António Marcondes do Amaral, o sexto avô do ilhéu catarinense Fernando Marcondes de Mattos, parte para o Brasil no limiar de 1738, comandando a sumaca São Boaventura, dez anos antes da epopéia açoriana, transportando soldados e alguns “cazaes” para o então Continente do Rio Grande de São Pedro, atual Rio Grande do Sul. A sumaca naufragou na praia gaúcha de Bojuru,salvando-se passageiros e carga.
O ihéu açoriano da Achadinha, António Marcondes do Amaral, se estabelece em São Paulo na localidade de Pindamonhangaba e em 1741 casa-se com Maria Madalena de Jesus Cabral. Viúvo, em 1769, contrai núpcias com Ana Joaquina de Sá. Dois matrimônios e quinze filhos. Era o inicio da saga da família Marcondes em terras brasileiras. A desaguar uma enorme descendência pelas províncias de São Paulo, Rio de Janeiro, Paraná , alcançando Santa Catarina em 1934.
Deve-se ao Juiz de Direito, João Thomaz Marcondes de Mattos, pai de Fernando, a disseminação da família em Santa Catarina.
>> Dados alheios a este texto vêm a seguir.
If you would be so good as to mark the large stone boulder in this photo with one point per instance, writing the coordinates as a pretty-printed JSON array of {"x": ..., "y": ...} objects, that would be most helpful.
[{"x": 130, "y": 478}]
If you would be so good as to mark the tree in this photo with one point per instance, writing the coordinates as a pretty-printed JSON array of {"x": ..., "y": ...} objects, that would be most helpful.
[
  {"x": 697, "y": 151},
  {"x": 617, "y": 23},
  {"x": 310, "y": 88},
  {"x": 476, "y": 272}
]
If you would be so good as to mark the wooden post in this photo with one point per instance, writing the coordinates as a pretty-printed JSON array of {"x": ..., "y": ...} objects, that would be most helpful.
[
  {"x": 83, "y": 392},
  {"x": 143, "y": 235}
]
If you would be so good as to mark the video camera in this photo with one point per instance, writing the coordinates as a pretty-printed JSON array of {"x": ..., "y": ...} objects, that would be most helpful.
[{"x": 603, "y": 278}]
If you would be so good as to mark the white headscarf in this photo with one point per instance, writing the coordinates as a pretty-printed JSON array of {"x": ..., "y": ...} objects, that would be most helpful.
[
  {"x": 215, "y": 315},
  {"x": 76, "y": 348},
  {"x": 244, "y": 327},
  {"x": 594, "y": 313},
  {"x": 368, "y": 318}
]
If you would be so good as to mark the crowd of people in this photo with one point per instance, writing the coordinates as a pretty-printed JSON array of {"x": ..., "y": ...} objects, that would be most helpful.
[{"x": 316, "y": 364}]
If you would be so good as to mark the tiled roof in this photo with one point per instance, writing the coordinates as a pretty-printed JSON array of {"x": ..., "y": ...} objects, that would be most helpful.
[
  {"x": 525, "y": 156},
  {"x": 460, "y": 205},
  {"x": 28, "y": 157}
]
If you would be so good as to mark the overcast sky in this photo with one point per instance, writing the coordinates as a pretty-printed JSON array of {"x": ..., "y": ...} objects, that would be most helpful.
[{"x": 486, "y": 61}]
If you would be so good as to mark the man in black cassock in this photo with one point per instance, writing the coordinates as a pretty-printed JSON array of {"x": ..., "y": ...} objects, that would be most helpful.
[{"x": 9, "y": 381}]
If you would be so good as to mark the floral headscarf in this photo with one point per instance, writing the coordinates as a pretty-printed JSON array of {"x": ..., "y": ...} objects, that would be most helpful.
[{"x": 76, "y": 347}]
Nascido em Amparo da Barra Mansa, Rio de Janeiro, em 1909, descende de Ana Rosa Marcondes do Amaral, filha do segundo casamento de Antonio Marcondes de Amaral. No ano de 1936, em Florianópolis, casa-se com Maria de Lourdes Abraham de tradicional família da Ilha. Tiveram quatro filhos e seus descendentes se espalham por Santa Catarina e por outros horizontes. Quase quarenta anos de magistratura e um legado de conduta exemplar que dignifica o nome do Dr.Marcondes e orgulha os catarinenses que conheceram a sua dedicação ao trabalho e o seu amor à terra de Anita Garibaldi.
A história que aqui trago é como uma manta de retalhos em que vai se costurando pedacinhos de tecidos com cores e texturas diversas. É na unidade das diferenças que reside a sua beleza. Assim, também é a história de uma família sempre sendo escrita e tecida por muitas gerações cada uma com seu jeito de ser e estar no mundo.
No
ano de 2004, Fernando e Iolanda Marcondes conheceram a Achadinha. Penetraram no universo dos personagens de Gente Feliz com Lágrimas e Sorrisos por Dentro da Noite, dos escritores João de Melo e Adelaide Freitas. Percorreram os caminhos trilhados por Maria e Dionísio Marcone, seu sétimo avô. Foram à descoberta de suas raízes, do seu passado e de um tempo que ainda é presente aqui na Ilha de Santa Catarina e ali na Achadinha, onde tudo começou.